Pro Football Focus’ Sam Monson examines Peyton Manning’s play against the Vikings and discusses what was the real issue: Decision making.
I said as much in my Gut Reaction earlier this week, but Monson takes time to illustrate where Peyton made good decisions as well. Specific examples of those I’ll point out:
* His breakdown of the downfield pass to C.J. Anderson. While it’s true Peyton in his prime gets a touchdown, the important thing is it’s still a positive gain for the offense, which is what you want on every play.
* His breakdown of the check down pass to Owen Daniels, which was the correct decision and the real issue was Daniels dropping a pass that would have resulted in a first down.
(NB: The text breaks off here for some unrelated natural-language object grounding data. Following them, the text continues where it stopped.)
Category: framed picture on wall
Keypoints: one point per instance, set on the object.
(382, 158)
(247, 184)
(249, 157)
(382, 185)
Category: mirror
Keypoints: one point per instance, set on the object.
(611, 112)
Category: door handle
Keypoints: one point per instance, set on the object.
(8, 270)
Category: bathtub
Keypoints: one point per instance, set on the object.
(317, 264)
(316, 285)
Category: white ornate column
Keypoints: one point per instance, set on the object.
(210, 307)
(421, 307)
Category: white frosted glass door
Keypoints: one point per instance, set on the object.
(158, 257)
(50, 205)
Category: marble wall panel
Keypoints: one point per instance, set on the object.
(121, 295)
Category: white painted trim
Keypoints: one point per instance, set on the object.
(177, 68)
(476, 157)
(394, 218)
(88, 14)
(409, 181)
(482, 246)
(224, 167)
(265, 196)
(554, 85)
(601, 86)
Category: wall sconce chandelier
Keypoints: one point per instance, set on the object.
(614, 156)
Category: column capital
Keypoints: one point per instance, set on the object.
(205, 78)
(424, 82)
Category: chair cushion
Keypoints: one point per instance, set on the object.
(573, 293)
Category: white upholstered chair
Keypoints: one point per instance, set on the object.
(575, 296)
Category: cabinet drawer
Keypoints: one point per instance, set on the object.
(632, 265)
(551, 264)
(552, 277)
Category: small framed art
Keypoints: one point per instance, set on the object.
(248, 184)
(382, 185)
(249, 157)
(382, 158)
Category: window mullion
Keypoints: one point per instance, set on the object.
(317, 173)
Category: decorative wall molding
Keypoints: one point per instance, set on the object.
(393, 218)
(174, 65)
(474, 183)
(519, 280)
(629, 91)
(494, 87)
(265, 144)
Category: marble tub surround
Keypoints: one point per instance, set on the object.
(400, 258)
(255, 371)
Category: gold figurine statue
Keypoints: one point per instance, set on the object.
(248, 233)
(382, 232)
I know it’s easy for people to either be too defensive or too critical of Peyton and what he can do, but here are the things we need to keep in mind regarding any position we take.
1. Most of Peyton’s interceptions came because of poor decisions. There have been a couple in which a defender made a good play (tipped ball, jumping the route) but most have been Peyton making a bad decision.
2. Peyton’s decline may affect a few plays, but the bad decisions wouldn’t be compensated if Peyton was in his prime. In other words, most of Peyton’s interceptions would have been interceptions if done by any other quarterback, regardless of who it is. A poor decision is a poor decision and the cliches surrounding QBs don’t compensate for them like some think they do.
3. Calling Peyton a “game manager” shouldn’t be taken as an insult. We think of “game manager” as an average quarterback, but averages QBs are better described as “game managers who have serious flaws that leave plays on the table.” In Peyton’s case, his arm strength, which was never great to begin with, has declined, but that only affects what Peyton can do on longer throws. That’s not the same as, for example, Alex Smith, who is too quick to check down when he may have open receivers downfield. Remember that effective game management is knowing when to attack downfield, when to go underneath, when to check down, etc., and those who do one thing too much are not effectively managing the game.
4. Sticking with that point, “game manager” quarterbacks can still be effective in an offense. Those “game managers” who succeed are what we might call “good quarterbacks capable of great games.” That is how I would describe Peyton at this stage of his career, but would not describe Smith at this point (Smith is strictly average). If you want examples other than those two, quality “game managers” would be Andy Dalton (let’s give him credit; he has improved) and Carson Palmer, while those who are not quality “game managers” would be Josh McCown and Ryan Mallett.
5. Monson hints that Peyton should be able to cut those bad decisions down, just as he did in 2011. I think it’s possible, too. Just like the offensive line was going to be a work in progress, so was Peyton adapting to what he can and can’t do effectively. The main issue is cutting down mistakes (in Peyton’s case, bad decisions).
There are legitimate criticisms to make about how PFF evaluates players, but one need not be so defensive about Peyton that you don’t recognize when PFF is correct. At the same time, just because PFF rates Peyton low overall this season isn’t a sign that the Broncos should have cut ties with him before the season and get it over with.
It’s really a matter of Peyton cutting down mistakes. That area is fixable; it just requires Peyton to recognize it. And I believe he will.